Kemampuan Dafa mencuat setelah videonya viral di media sosial. Dalam tayangan tersebut, ia dengan percaya diri menjelaskan berbagai komponen elektronik secara rinci, mulai dari nama, fungsi, hingga cara kerja. Tak hanya itu, ia juga mampu merangkai komponen tersebut menjadi sebuah sistem utuh dengan penjelasan yang logis, runtut, dan mudah dipahami—layaknya seorang teknisi profesional.
Tak berhenti di bidang elektronika, Dafa juga menunjukkan pemahaman mendalam terhadap ilmu kebumian. Ia mampu menjelaskan proses terbentuknya gunung berapi, pergerakan lempeng bumi, hingga berbagai fenomena alam lainnya secara ilmiah. Seluruh kemampuan tersebut diperoleh secara otodidak, didorong oleh rasa ingin tahu yang tinggi terhadap berbagai disiplin ilmu seperti fisika, kimia, biologi, hingga otomotif.
Ayah Dafa, Andik Sujianto, mengungkapkan rasa bangga sekaligus tantangan yang dihadapi keluarga. Menurutnya, Dafa kerap merasa kurang tertantang di sekolah formal karena materi yang dianggap terlalu mudah, sehingga sering merasa bosan. Kondisi ini mendorong keluarga untuk mencari dukungan dari pihak yang memiliki pengalaman dalam menangani anak dengan kecerdasan istimewa.
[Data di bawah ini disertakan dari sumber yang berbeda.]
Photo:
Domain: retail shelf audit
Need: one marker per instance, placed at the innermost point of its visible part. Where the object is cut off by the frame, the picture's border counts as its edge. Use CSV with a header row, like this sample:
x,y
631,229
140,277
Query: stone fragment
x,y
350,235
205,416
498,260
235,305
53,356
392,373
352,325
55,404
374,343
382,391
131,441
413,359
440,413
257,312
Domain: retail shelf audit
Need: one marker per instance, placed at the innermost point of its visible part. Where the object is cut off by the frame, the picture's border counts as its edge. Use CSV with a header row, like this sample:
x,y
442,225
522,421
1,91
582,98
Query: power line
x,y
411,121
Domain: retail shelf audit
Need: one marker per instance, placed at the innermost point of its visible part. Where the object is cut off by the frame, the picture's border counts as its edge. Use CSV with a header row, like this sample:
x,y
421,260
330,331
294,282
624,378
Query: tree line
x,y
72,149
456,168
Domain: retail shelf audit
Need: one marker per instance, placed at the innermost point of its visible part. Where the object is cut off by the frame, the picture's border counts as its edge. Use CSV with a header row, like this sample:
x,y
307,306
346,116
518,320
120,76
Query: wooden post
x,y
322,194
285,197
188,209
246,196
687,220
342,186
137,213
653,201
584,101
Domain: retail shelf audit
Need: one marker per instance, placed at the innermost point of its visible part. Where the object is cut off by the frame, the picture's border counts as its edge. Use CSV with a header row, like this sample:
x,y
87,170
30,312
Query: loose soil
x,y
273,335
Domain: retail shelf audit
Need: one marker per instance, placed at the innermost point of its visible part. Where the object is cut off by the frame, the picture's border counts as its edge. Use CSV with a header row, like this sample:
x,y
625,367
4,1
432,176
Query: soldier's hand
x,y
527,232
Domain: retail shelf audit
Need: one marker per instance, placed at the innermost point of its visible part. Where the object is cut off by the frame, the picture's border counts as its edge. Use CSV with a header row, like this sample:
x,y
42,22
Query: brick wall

Kisah Dafa pun memantik perhatian luas masyarakat. Banyak pihak menilai potensi besar yang dimiliki Dafa perlu segera difasilitasi melalui program pendidikan khusus atau pembinaan yang tepat, agar kemampuannya dapat berkembang secara optimal.
Di tengah pesatnya perkembangan teknologi dan kecerdasan buatan, kehadiran talenta muda seperti Dafa menjadi harapan baru bagi masa depan inovasi Indonesia. Ia dinilai memiliki peluang besar untuk tumbuh menjadi inovator yang mampu bersaing di tingkat global.
Lebih dari sekadar fenomena viral, Dafa menjadi simbol bahwa Indonesia memiliki banyak talenta luar biasa yang belum sepenuhnya tergali. Dengan dukungan, pembinaan, dan arah yang tepat, bukan tidak mungkin ia akan menjadi salah satu generasi penerus yang membawa perubahan besar bagi dunia teknologi.